Washington state residents calling the Department of Licensing phone system encountered a peculiar problem: pressing 2 for Spanish service did not produce Spanish. Instead, callers heard English words spoken with a pronounced Spanish accent. Rather than translating the prompts into Spanish, someone had simply fed English text into Amazon's Polly text-to-speech system using a voice called "Lucia," designed for Castilian Spanish.

The result was a system that pronounced "Please press 1" as though a Spanish speaker were reading English words phonetically — something between comedy and bureaucratic dysfunction. A TikTok video by Maya Edwards documenting the issue went viral, attracting millions of views and widespread mockery of the state agency's implementation.

How the Error Actually Happened

Amazon Polly is a text-to-speech service that converts written text into spoken audio. It offers voices in dozens of languages, and the Lucia voice is specifically designed to read Spanish text aloud with natural Castilian Spanish pronunciation. The critical mistake was treating a text-to-speech system as though it were a translation system.

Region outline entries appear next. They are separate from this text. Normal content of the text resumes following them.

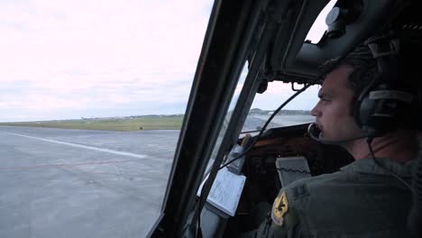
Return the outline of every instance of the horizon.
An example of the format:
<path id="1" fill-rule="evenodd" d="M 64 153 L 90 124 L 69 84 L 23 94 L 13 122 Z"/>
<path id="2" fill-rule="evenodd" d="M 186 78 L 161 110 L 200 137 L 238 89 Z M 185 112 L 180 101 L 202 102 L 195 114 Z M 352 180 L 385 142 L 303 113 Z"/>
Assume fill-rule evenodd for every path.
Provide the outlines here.
<path id="1" fill-rule="evenodd" d="M 0 122 L 184 114 L 212 6 L 208 0 L 0 2 Z M 307 39 L 318 41 L 326 29 L 321 19 Z M 252 107 L 277 108 L 290 87 L 269 83 Z M 286 109 L 310 109 L 316 94 L 310 88 Z"/>

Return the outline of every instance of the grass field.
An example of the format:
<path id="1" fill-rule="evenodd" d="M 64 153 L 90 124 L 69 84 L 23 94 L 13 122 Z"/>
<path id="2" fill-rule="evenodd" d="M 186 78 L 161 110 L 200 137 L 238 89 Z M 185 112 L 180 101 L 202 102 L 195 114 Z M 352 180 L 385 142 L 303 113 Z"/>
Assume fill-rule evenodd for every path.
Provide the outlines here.
<path id="1" fill-rule="evenodd" d="M 182 115 L 175 115 L 124 119 L 85 119 L 0 123 L 0 125 L 130 132 L 140 130 L 179 130 L 181 128 L 182 122 Z"/>

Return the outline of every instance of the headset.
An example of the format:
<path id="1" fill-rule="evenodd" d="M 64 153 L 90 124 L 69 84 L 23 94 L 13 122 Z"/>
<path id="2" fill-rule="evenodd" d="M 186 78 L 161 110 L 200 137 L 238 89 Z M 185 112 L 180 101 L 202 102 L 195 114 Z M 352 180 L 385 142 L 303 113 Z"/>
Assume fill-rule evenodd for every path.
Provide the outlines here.
<path id="1" fill-rule="evenodd" d="M 408 121 L 414 95 L 400 86 L 398 74 L 400 41 L 397 34 L 390 31 L 369 38 L 363 44 L 369 48 L 377 63 L 374 77 L 361 90 L 353 105 L 353 115 L 363 134 L 343 140 L 326 140 L 319 138 L 321 131 L 313 123 L 309 124 L 307 133 L 315 141 L 340 144 L 365 137 L 380 137 Z"/>

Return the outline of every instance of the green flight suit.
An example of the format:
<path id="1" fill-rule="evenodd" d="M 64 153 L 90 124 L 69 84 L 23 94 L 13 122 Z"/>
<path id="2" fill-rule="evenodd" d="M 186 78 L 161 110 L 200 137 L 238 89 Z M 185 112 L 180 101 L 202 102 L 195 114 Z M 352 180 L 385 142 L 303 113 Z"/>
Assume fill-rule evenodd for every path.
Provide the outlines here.
<path id="1" fill-rule="evenodd" d="M 408 183 L 416 160 L 405 164 L 378 159 Z M 304 178 L 283 188 L 271 215 L 256 237 L 410 237 L 410 190 L 373 160 L 356 160 L 340 171 Z"/>

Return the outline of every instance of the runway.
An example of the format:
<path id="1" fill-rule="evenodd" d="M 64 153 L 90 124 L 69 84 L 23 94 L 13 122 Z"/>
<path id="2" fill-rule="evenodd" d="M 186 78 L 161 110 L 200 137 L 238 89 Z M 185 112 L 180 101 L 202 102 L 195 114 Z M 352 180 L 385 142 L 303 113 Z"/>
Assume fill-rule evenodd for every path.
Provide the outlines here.
<path id="1" fill-rule="evenodd" d="M 0 237 L 144 237 L 179 133 L 0 127 Z"/>
<path id="2" fill-rule="evenodd" d="M 179 134 L 0 126 L 0 237 L 144 237 L 160 215 Z"/>

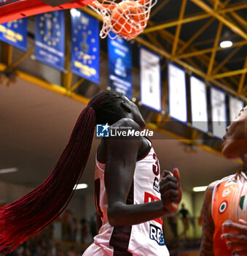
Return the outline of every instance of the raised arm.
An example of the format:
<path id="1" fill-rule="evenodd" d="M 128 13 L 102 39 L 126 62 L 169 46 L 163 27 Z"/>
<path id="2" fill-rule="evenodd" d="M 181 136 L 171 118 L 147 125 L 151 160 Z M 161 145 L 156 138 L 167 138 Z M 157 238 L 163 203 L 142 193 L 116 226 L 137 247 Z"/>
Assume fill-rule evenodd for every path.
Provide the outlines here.
<path id="1" fill-rule="evenodd" d="M 203 236 L 200 249 L 200 256 L 213 256 L 213 236 L 214 224 L 211 214 L 212 194 L 216 182 L 211 184 L 204 195 L 203 206 Z"/>
<path id="2" fill-rule="evenodd" d="M 134 128 L 138 129 L 137 127 Z M 106 143 L 105 185 L 109 203 L 108 218 L 112 226 L 139 224 L 160 217 L 168 211 L 163 206 L 162 200 L 139 205 L 126 204 L 141 145 L 141 138 L 109 139 Z M 171 197 L 170 193 L 174 192 L 173 200 L 175 201 L 178 194 L 176 191 L 178 189 L 177 180 L 170 176 L 166 178 L 166 181 L 168 193 L 170 193 L 170 197 Z"/>

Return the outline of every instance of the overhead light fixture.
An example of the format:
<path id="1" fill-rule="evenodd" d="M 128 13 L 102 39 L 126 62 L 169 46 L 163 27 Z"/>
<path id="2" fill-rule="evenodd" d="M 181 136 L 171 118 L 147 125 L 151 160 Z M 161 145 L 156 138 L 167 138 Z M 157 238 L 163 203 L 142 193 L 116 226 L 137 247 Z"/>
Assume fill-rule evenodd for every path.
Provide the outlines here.
<path id="1" fill-rule="evenodd" d="M 207 189 L 208 186 L 202 186 L 202 187 L 193 187 L 194 192 L 203 192 Z"/>
<path id="2" fill-rule="evenodd" d="M 6 168 L 6 169 L 0 169 L 0 173 L 9 173 L 17 172 L 18 170 L 16 167 L 12 168 Z"/>
<path id="3" fill-rule="evenodd" d="M 88 187 L 88 185 L 86 184 L 85 183 L 81 183 L 79 184 L 77 184 L 74 186 L 74 190 L 77 190 L 77 189 L 87 189 L 87 187 Z"/>
<path id="4" fill-rule="evenodd" d="M 230 41 L 230 40 L 224 40 L 224 41 L 222 41 L 219 44 L 219 45 L 221 48 L 227 48 L 231 47 L 232 45 L 232 42 Z"/>

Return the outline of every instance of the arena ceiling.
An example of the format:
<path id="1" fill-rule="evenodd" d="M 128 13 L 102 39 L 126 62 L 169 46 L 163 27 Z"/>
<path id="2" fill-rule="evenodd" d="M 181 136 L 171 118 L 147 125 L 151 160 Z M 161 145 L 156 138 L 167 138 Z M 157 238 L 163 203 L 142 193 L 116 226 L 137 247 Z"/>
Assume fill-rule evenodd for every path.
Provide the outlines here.
<path id="1" fill-rule="evenodd" d="M 158 1 L 142 38 L 189 72 L 246 96 L 246 1 Z M 232 46 L 221 48 L 226 39 Z"/>

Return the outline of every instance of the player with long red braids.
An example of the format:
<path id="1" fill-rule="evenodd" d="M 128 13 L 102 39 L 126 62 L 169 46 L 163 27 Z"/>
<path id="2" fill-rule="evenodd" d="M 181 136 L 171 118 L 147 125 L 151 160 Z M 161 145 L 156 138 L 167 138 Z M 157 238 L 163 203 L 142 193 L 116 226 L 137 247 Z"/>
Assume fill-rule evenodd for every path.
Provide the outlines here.
<path id="1" fill-rule="evenodd" d="M 90 154 L 96 124 L 140 132 L 138 107 L 117 92 L 94 97 L 82 110 L 68 145 L 37 188 L 0 208 L 0 251 L 9 252 L 55 219 L 70 201 Z M 162 232 L 164 214 L 181 200 L 179 173 L 160 178 L 160 164 L 146 138 L 106 138 L 98 149 L 95 206 L 102 225 L 85 255 L 168 255 Z"/>

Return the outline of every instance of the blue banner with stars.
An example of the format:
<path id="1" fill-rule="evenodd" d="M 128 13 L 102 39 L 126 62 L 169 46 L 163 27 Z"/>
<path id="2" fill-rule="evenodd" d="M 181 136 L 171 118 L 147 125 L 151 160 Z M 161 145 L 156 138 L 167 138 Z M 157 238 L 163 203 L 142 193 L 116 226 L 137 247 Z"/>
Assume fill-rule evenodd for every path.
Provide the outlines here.
<path id="1" fill-rule="evenodd" d="M 112 32 L 111 32 L 112 33 Z M 132 99 L 132 48 L 129 41 L 120 37 L 108 37 L 109 86 Z"/>
<path id="2" fill-rule="evenodd" d="M 34 58 L 44 64 L 64 70 L 64 11 L 36 16 Z"/>
<path id="3" fill-rule="evenodd" d="M 99 22 L 76 9 L 71 10 L 71 17 L 72 72 L 99 83 Z"/>
<path id="4" fill-rule="evenodd" d="M 0 40 L 26 51 L 27 25 L 26 18 L 0 24 Z"/>

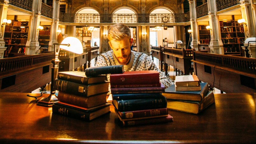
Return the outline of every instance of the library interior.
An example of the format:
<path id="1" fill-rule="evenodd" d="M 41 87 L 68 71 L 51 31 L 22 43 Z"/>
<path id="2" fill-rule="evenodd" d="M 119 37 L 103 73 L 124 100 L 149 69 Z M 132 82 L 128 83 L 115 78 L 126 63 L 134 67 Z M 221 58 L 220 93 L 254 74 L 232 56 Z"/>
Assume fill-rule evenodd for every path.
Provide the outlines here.
<path id="1" fill-rule="evenodd" d="M 2 143 L 255 143 L 255 0 L 0 0 L 0 11 Z M 151 69 L 97 68 L 118 59 L 117 23 L 131 61 L 146 57 L 132 66 Z"/>

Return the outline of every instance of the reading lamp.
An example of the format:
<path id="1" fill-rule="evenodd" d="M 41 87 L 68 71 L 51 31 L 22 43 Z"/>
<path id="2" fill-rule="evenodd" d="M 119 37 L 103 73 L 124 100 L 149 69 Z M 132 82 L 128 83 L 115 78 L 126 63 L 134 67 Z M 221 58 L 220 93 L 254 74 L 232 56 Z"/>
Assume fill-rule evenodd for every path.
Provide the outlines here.
<path id="1" fill-rule="evenodd" d="M 256 37 L 249 37 L 245 39 L 243 43 L 243 46 L 245 48 L 244 51 L 245 52 L 245 56 L 246 57 L 250 57 L 248 52 L 248 47 L 249 46 L 249 44 L 251 45 L 255 46 L 256 45 Z"/>
<path id="2" fill-rule="evenodd" d="M 177 49 L 177 48 L 178 48 L 177 47 L 177 44 L 182 44 L 182 43 L 182 43 L 182 41 L 181 40 L 177 40 L 177 42 L 175 42 L 175 44 L 176 45 L 175 46 L 176 47 L 175 48 L 176 49 Z"/>
<path id="3" fill-rule="evenodd" d="M 68 51 L 81 54 L 83 52 L 83 46 L 80 40 L 77 38 L 72 37 L 67 37 L 62 41 L 61 43 L 53 43 L 54 45 L 54 53 L 55 57 L 51 60 L 53 66 L 51 68 L 51 94 L 46 98 L 43 98 L 38 101 L 37 105 L 46 107 L 50 107 L 52 104 L 58 101 L 58 99 L 55 95 L 55 90 L 54 88 L 54 80 L 57 78 L 59 69 L 58 64 L 60 60 L 58 56 L 60 48 Z M 56 46 L 59 45 L 59 48 L 56 49 Z"/>

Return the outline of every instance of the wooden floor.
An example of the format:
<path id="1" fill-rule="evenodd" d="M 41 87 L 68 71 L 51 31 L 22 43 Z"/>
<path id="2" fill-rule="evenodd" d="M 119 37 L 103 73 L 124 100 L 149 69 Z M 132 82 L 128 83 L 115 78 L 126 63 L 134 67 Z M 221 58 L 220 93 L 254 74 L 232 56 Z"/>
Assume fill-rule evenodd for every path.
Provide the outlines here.
<path id="1" fill-rule="evenodd" d="M 151 57 L 151 56 L 149 56 L 150 57 Z M 154 63 L 159 68 L 160 68 L 160 66 L 159 66 L 160 64 L 158 59 L 156 58 L 154 58 Z M 95 66 L 95 59 L 92 60 L 92 61 L 91 62 L 91 66 Z M 171 80 L 172 84 L 173 84 L 174 83 L 174 80 L 175 79 L 175 76 L 176 76 L 175 71 L 174 70 L 173 68 L 173 67 L 171 66 L 170 66 L 170 68 L 169 68 L 168 69 L 169 71 L 168 72 L 168 73 L 169 74 L 169 75 L 168 76 L 169 77 Z M 45 89 L 46 91 L 43 91 L 42 92 L 46 92 L 49 94 L 50 93 L 50 85 L 48 84 L 47 84 L 46 85 L 46 86 L 45 87 Z M 40 90 L 41 89 L 41 88 L 38 88 L 32 91 L 32 93 L 40 93 L 41 92 L 41 91 L 40 91 Z M 220 91 L 219 90 L 216 88 L 215 88 L 214 90 L 215 92 L 214 91 L 214 92 L 215 94 L 220 93 Z"/>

Instead of first translating the English prompts into Spanish and then feeding that Spanish text to the Lucia voice, someone at or contracted by the Department of Licensing simply pasted the original English text into the Lucia voice configuration. The system performed exactly as designed: it read the English words using Spanish phonetic rules, producing an accented version of English rather than actual Spanish-language content.

The error reveals a fundamental misunderstanding of how language technology works. Text-to-speech systems do not translate; they pronounce. Feeding English text to a Spanish voice is like handing sheet music written in one key to a musician tuned to another — the notes will be played, but the result will be wrong.